Use structured data markup whenever possible. If you can provide a rich snippet, you may get a boost in the position your site is displayed.

Make Your Pages Quick and Nimble

With a heavy emphasis on user experience, page speed can make a huge difference in how your site performs. If you’re an ecommerce site, it becomes extremely important because every second your page takes to load will cost your business money from lower conversions.


 mPulse Mobile Case Study on Page Speed Vs Conversion Rates, Image source:

Test your mobile page speed here. You can improve your site speed by reducing image file sizes, using plugins, and using a content delivery network to give your website additional page speed.
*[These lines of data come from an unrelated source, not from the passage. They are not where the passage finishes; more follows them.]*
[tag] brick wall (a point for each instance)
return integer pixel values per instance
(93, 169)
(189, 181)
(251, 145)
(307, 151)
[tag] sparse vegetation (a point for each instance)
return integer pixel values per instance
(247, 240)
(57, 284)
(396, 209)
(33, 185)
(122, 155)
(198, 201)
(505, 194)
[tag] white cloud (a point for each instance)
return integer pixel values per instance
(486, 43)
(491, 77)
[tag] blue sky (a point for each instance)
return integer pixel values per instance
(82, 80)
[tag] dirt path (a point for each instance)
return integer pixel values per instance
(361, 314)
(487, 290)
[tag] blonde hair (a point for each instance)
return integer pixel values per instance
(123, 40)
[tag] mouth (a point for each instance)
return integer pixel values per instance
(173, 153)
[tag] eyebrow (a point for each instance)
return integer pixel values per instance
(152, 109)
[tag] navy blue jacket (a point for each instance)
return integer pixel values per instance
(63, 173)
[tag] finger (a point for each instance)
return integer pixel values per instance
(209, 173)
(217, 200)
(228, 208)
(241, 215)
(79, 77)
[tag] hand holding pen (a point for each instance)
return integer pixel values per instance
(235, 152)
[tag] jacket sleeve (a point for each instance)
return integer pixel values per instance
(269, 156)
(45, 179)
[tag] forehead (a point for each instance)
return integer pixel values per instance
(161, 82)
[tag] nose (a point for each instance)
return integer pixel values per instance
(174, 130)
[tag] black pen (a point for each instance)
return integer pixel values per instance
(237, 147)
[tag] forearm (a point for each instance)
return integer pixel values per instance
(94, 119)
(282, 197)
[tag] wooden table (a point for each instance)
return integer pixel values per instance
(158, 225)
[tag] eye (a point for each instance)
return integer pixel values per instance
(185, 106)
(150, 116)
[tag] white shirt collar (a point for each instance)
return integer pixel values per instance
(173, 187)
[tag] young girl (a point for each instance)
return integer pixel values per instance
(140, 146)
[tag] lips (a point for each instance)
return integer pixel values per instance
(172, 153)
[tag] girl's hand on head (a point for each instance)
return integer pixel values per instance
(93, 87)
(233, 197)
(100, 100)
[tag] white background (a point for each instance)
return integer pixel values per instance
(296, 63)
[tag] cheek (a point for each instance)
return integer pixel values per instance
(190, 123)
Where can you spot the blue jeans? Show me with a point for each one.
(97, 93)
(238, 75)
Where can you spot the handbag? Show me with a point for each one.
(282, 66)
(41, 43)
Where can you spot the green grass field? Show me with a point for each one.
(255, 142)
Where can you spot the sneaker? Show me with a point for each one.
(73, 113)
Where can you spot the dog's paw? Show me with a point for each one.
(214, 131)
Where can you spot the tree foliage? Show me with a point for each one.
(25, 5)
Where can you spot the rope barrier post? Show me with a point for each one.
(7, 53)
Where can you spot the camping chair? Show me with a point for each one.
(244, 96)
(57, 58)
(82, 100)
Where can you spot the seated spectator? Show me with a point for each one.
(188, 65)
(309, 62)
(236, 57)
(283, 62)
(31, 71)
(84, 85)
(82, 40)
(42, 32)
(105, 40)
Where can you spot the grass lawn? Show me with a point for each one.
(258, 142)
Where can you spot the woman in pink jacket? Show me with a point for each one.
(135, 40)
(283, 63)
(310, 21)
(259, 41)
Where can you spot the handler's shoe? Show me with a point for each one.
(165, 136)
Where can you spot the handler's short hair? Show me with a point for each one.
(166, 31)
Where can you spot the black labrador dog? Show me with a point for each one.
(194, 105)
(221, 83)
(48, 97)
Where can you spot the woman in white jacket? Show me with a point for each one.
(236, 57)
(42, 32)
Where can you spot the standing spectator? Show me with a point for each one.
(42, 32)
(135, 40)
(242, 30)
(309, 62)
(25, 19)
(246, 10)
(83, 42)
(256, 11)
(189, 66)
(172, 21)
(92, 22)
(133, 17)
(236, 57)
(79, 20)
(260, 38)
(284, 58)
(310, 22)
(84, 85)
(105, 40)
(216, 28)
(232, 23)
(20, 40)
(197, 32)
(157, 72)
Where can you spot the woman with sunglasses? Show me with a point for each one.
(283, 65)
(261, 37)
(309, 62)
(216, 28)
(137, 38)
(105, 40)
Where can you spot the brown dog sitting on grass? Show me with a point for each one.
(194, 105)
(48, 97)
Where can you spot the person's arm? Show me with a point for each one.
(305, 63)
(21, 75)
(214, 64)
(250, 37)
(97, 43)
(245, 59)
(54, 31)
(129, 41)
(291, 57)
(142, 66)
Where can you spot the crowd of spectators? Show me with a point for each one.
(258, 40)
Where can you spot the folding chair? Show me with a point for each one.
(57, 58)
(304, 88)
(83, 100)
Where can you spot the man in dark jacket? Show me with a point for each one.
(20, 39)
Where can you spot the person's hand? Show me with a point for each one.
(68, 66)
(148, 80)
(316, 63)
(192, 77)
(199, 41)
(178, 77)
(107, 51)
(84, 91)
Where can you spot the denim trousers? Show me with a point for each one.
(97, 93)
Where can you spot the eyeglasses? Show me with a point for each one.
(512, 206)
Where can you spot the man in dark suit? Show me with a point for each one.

  • To reduce the size of your images use Kraken or Smush.
  • W3 Cache is one of the most popular WordPress plugins that increase page speed, but you can decide for yourself by choosing one from this list.
  • Choose a CDN (Content Delivery Network) to reduce your pages load time from a list of options here.

Get Other Sites to Link to You

Establishing credibility and authority is a necessity to be competitive in search results. Backlinks are a powerful way to prove that your content is credible and authoritative because essentially it is being endorsed by the websites that link to you. But stay away from paid links, or any link scheme used to manipulate ranking in an underhanded way. Unnatural linking will lead to penalties and should be avoided altogether.

One approved method of link building is to become a guest author. There are guest posting sites in every niche and having knowledge about your business is all you need to create an article that can be submitted to a site for publication. It may take a few weeks to get a response, and you may need a few submissions before receiving acceptance. Get into a routine for guest posting to build backlinks as fast as possible.

Ask People to Share Your Content

A social network is a priceless asset for expanding your audience and getting more traffic to your website. Build your network by being active on the social media site that has the most impact on your business.

Install social sharing icons on your site and include a call to action to get the most shares. A retweet study revealed that content with share icons received 4 times as many retweets with the phrase “Please RT”.


Although there is a lot to put together to achieve a first page result, it’s a long-term game plan. Start building your website with SEO in mind to give your site the best chance at the top positions in search results.